I was walking along this trail at a Bird Sanctuary and came across this pretty kitty.  I got 21 shots total!


----------



## Antarctican

Whoa! What a surprise that must have been. And a thrill!  I'd probably have been shaking too much with excitement to get any shots. You did well  :thumbup:


----------



## pbelarge

Corral
That must of been a helluva surprise. Were you able to capture any shots of the cat looking at you?


----------



## Jeff Colburn

Great shot. I'll bet that shot made you all tingly in your nether realms.

Have Fun,
Jeff


----------



## Goontz

Wow, awesome!


----------



## bigtwinky

That is an awesome capture, congrats!!  I think I would of crapped my pants.  What focal lenght did you use?

I love how you can see the detail in his fur and in his muscles.  These animals are amazing, and your photo captured that.  I love the "pose" as well, good job on waiting for the right moment.

Do you have any more?


----------



## corralup

pbelarge said:


> Corral
> That must of been a helluva surprise. Were you able to capture any shots of the cat looking at you?


She is looking at me on this photo.  I'm not sure what you mean.  Her eyes are in the shadow being the sun was back lit.  So I suppose it's hard to tell.

Most of the photos are the same.  She only stayed for a few seconds.


----------



## corralup

The last three photos are full framed shots.  I shot with a Nikon 300mm ED IF F4.5 Lens.
It's a Manual Focus lens only.  So that is why it is extra special to me.  I really like that lens.  I can good detail out of that old puppy.


----------



## kdabbagh

beautiful animal and great timing for the shot


----------



## deb

Excellent.


----------



## EricD

Nice score!

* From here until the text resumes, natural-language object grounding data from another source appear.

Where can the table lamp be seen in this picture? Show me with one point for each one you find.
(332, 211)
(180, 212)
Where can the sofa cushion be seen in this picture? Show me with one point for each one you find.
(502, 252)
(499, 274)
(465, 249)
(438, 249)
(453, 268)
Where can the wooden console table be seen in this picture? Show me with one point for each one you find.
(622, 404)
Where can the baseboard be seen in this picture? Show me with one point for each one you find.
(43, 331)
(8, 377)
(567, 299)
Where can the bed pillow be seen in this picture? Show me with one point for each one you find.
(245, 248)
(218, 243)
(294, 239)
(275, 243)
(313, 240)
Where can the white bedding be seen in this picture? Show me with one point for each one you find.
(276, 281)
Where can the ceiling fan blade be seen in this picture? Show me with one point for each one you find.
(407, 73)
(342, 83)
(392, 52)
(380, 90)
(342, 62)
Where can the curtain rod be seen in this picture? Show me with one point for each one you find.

I have come across many Bobcats in Florida, always a thrill.


Great job on the pic's!


----------



## Al-Wazeer

You got a lot of great shots with this wild thing  Loved the first one the most, didn't you get scared by seeing it?


----------



## Jayms

ah I like the tones and hues on #1 -  of all animals, i fear the quickness of cats most ... awesome hunters.


----------



## Provo

Nice shot's thanks for sharing.


----------